Statistics
Collection of
methods for planning experiments, obtaining data, and then organizing,
summarizing, presenting, analyzing, interpreting, and drawing conclusions.
Variable
Characteristic
or attribute that can assume different values
Population
All subjects
possessing a common characteristic that is being studied.
Sample
A subgroup or
subset of the population.
Parameter
Characteristic
or measure obtained from a population.
Statistic (not to be confused with Statistics)
Characteristic
or measure obtained from a sample.
Descriptive Statistics
Collection,
organization, summarization, and presentation of data.
Inferential Statistics
Generalizing
from samples to populations using probabilities.Performing hypothesis testing,
determining relationships between variables, and making predictions.
Qualitative Variables
Variables which
assume non-numerical values.
Quantitative Variables
Variables which
assume numerical values.
Discrete Variables
Variables which
assume a finite or countable number of possible values.Usually obtained by
counting.
Continuous Variables
Variables which
assume an infinite number of possible values.Usually obtained by measurement.
Raw Data
Data collected in original form.
Frequency
The number of times a certain value or class of values occurs.
Frequency Distribution
The organization of raw data in table form with classes and
frequencies.
Ungrouped Frequency Distribution
A frequency distribution of numerical data. The raw data is not
grouped.
Grouped Frequency Distribution
A frequency distribution where several numbers are grouped into one
class.
Class Limits
Separate one class in a grouped frequency distribution from
another. The limits could actually appear in the data and have gaps between the
upper limit of one class and the lower limit of the next.
Class Boundaries
Separate one class in a grouped frequency distribution from
another. The boundaries have one more decimal place than the raw data and
therefore do not appear in the data. There is no gap between the upper boundary
of one class and the lower boundary of the next class. The lower class boundary
is found by subtracting 0.5 units from the lower class limit and the upper
class boundary is found by adding 0.5 units to the upper class limit.
Class Width
The difference between the upper and lower boundaries of any class.

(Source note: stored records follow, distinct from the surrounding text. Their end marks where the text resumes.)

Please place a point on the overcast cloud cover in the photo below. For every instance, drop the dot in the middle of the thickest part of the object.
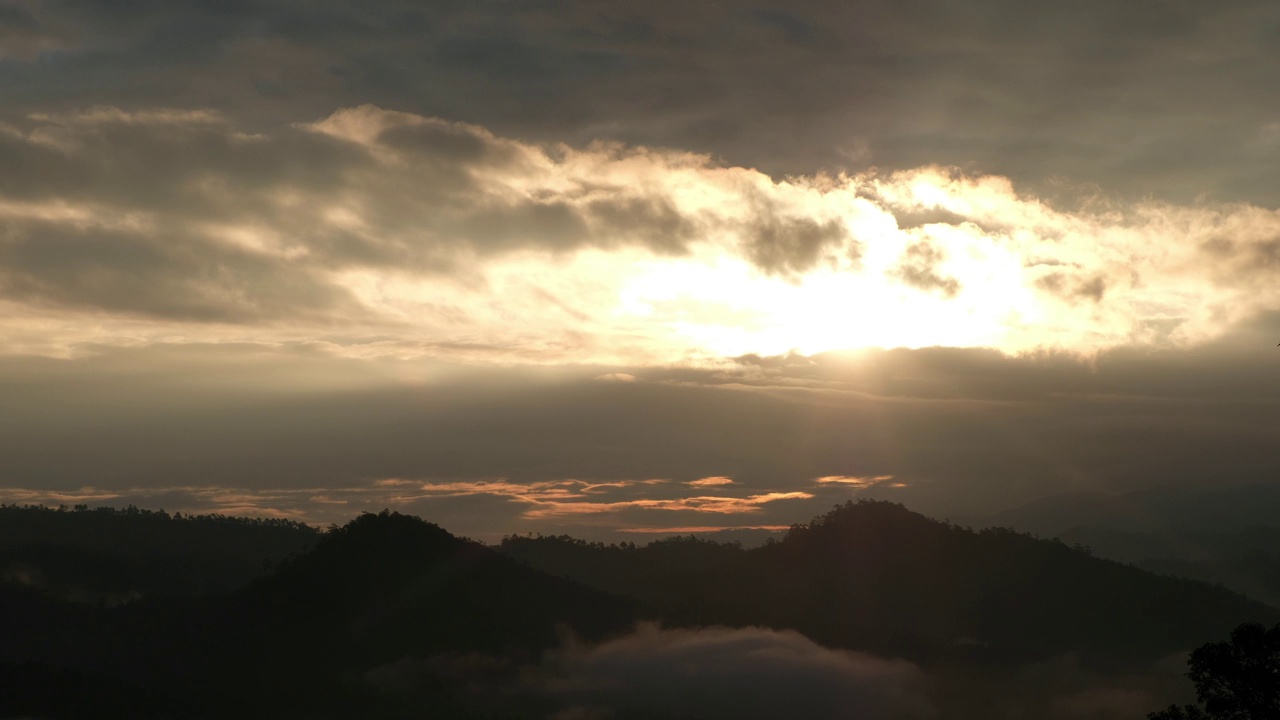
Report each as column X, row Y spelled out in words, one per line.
column 539, row 265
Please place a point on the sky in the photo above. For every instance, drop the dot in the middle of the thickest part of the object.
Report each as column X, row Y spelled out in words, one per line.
column 624, row 269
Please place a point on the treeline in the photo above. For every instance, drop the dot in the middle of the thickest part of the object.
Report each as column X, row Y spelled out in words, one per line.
column 874, row 575
column 113, row 555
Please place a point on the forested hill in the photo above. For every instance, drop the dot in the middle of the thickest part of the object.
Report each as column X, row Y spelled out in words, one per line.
column 113, row 555
column 874, row 575
column 382, row 618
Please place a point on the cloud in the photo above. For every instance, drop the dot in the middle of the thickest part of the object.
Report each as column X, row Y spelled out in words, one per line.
column 711, row 482
column 731, row 673
column 853, row 481
column 878, row 85
column 393, row 233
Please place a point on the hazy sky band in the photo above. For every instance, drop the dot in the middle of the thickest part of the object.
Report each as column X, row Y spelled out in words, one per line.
column 257, row 247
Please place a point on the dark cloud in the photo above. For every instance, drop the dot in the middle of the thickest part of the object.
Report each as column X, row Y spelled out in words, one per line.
column 181, row 215
column 1064, row 286
column 158, row 274
column 731, row 673
column 1132, row 98
column 919, row 269
column 252, row 417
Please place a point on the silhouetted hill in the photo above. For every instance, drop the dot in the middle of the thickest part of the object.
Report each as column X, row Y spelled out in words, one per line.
column 1225, row 534
column 114, row 555
column 385, row 598
column 874, row 575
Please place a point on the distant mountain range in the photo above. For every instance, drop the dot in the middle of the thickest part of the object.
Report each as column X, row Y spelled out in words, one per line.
column 1225, row 534
column 391, row 616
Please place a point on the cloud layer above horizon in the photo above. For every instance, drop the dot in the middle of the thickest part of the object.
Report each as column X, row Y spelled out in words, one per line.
column 631, row 268
column 389, row 233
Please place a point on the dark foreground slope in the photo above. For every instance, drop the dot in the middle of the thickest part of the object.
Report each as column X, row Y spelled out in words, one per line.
column 369, row 623
column 880, row 578
column 114, row 555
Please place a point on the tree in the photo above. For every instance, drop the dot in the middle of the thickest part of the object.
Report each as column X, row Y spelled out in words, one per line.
column 1237, row 679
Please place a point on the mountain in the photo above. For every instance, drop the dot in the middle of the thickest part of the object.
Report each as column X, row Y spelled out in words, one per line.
column 114, row 555
column 384, row 601
column 1224, row 534
column 874, row 575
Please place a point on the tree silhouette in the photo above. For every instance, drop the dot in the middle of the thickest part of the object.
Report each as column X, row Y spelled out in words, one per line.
column 1237, row 679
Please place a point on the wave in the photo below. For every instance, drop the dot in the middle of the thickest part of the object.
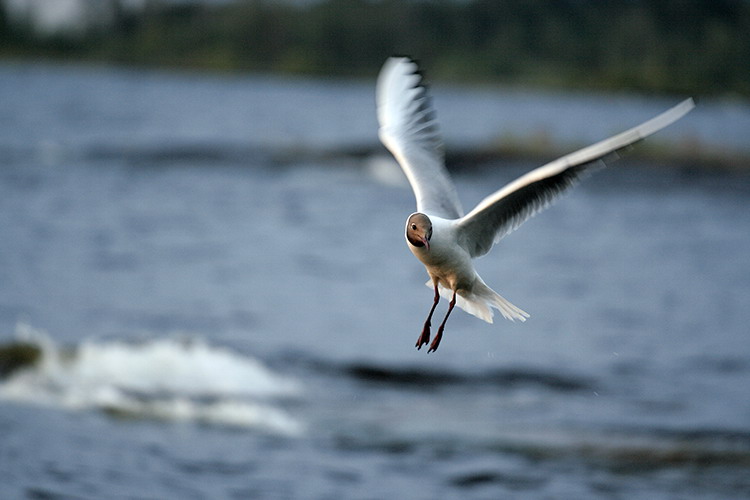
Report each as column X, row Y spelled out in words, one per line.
column 425, row 378
column 169, row 379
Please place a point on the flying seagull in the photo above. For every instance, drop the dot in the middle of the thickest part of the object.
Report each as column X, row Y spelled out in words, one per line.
column 438, row 233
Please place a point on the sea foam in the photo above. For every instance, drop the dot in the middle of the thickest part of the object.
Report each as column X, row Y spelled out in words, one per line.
column 170, row 379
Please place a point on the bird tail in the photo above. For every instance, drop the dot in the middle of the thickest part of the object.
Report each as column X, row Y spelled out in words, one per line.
column 480, row 301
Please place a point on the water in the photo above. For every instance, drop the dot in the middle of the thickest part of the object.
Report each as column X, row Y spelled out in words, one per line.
column 222, row 317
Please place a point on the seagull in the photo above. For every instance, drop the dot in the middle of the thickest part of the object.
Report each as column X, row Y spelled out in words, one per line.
column 439, row 234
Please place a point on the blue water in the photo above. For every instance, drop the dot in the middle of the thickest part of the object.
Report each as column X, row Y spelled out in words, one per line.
column 225, row 315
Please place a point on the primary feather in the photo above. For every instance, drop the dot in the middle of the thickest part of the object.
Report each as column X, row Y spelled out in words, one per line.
column 409, row 129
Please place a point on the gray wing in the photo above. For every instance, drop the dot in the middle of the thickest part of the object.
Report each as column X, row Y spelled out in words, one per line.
column 506, row 209
column 409, row 130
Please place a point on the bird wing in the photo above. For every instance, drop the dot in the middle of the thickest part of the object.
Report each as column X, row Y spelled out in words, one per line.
column 409, row 129
column 508, row 208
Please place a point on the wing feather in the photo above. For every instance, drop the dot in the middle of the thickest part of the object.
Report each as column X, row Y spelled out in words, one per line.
column 409, row 129
column 508, row 208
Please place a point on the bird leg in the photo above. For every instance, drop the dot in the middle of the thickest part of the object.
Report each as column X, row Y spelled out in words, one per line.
column 424, row 338
column 439, row 336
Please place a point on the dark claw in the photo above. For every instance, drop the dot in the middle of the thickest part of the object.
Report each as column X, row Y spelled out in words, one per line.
column 436, row 340
column 424, row 338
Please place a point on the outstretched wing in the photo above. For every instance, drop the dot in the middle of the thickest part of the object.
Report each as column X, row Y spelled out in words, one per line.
column 409, row 129
column 506, row 209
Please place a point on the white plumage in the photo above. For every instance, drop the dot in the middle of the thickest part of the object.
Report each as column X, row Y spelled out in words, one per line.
column 439, row 234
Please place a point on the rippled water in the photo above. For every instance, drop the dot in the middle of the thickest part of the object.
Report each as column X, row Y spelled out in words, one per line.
column 220, row 318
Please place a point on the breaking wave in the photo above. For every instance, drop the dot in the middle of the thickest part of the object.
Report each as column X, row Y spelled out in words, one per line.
column 170, row 379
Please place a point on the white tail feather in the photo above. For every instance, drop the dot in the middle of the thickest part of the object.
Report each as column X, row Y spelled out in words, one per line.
column 480, row 301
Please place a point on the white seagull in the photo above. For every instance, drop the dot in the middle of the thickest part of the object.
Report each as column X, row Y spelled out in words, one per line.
column 438, row 233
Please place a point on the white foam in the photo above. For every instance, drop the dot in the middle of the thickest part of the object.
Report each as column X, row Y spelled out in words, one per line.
column 169, row 379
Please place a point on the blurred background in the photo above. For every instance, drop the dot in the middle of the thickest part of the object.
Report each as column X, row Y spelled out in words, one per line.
column 205, row 290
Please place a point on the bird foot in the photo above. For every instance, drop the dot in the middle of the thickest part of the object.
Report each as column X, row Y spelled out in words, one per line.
column 436, row 340
column 424, row 338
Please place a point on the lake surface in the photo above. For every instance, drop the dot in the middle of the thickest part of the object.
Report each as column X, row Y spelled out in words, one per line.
column 223, row 317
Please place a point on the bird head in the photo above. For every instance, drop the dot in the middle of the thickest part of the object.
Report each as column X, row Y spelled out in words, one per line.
column 419, row 230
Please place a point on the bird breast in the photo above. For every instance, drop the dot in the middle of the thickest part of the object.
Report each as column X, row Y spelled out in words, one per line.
column 446, row 260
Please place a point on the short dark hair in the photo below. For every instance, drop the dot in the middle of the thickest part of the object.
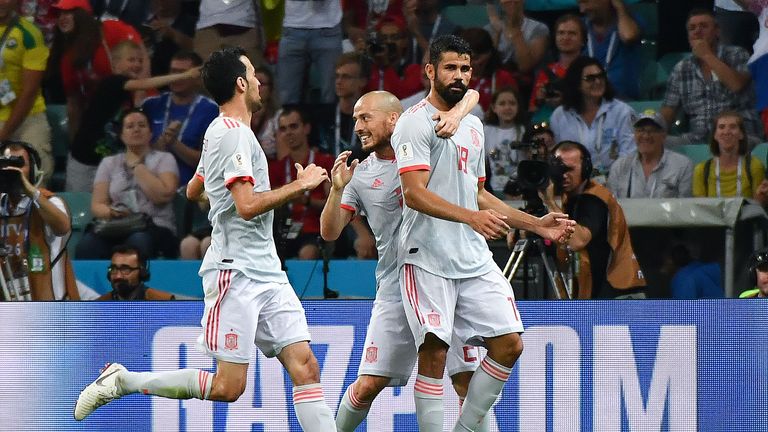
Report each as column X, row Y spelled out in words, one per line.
column 192, row 56
column 221, row 71
column 290, row 109
column 572, row 97
column 447, row 43
column 126, row 249
column 700, row 11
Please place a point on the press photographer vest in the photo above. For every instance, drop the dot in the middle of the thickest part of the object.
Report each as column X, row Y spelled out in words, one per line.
column 40, row 282
column 623, row 269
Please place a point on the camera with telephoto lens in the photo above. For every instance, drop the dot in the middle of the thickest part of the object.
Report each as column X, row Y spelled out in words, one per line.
column 10, row 180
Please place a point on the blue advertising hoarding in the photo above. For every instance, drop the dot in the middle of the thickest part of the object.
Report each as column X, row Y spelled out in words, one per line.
column 587, row 366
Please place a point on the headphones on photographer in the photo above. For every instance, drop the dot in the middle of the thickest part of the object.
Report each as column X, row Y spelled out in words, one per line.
column 758, row 258
column 36, row 164
column 586, row 157
column 143, row 267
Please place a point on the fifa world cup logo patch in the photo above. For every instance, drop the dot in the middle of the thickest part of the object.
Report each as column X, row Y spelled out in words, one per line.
column 371, row 354
column 230, row 341
column 434, row 319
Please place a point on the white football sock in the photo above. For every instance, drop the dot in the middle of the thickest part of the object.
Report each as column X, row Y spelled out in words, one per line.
column 484, row 387
column 351, row 412
column 311, row 410
column 180, row 384
column 428, row 395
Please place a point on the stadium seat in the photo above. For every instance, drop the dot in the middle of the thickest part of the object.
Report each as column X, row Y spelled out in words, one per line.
column 467, row 16
column 79, row 204
column 696, row 152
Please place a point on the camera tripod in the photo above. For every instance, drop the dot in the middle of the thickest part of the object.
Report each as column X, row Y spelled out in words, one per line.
column 562, row 290
column 14, row 288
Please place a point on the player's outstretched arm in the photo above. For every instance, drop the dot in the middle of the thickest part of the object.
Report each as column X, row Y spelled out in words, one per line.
column 489, row 223
column 554, row 226
column 448, row 121
column 250, row 204
column 333, row 219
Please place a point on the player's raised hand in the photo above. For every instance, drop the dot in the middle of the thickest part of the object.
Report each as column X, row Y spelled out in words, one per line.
column 311, row 176
column 557, row 227
column 489, row 223
column 341, row 174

The class width is also the difference between the lower limits of two
consecutive classes or the upper limits of two consecutive classes. It is not
the difference between the upper and lower limits of the same class.
Class Mark (Midpoint)
The number in the middle of the class. It is found by adding the
upper and lower limits and dividing by two. It can also be found by adding the
upper and lower boundaries and dividing by two.
Cumulative Frequency
The number of values less than the upper class boundary for the
current class. This is a running total of the frequencies.
Relative Frequency
The frequency divided by the total frequency. This gives the
percent of values falling in that class.
Cumulative Relative Frequency (Relative Cumulative Frequency)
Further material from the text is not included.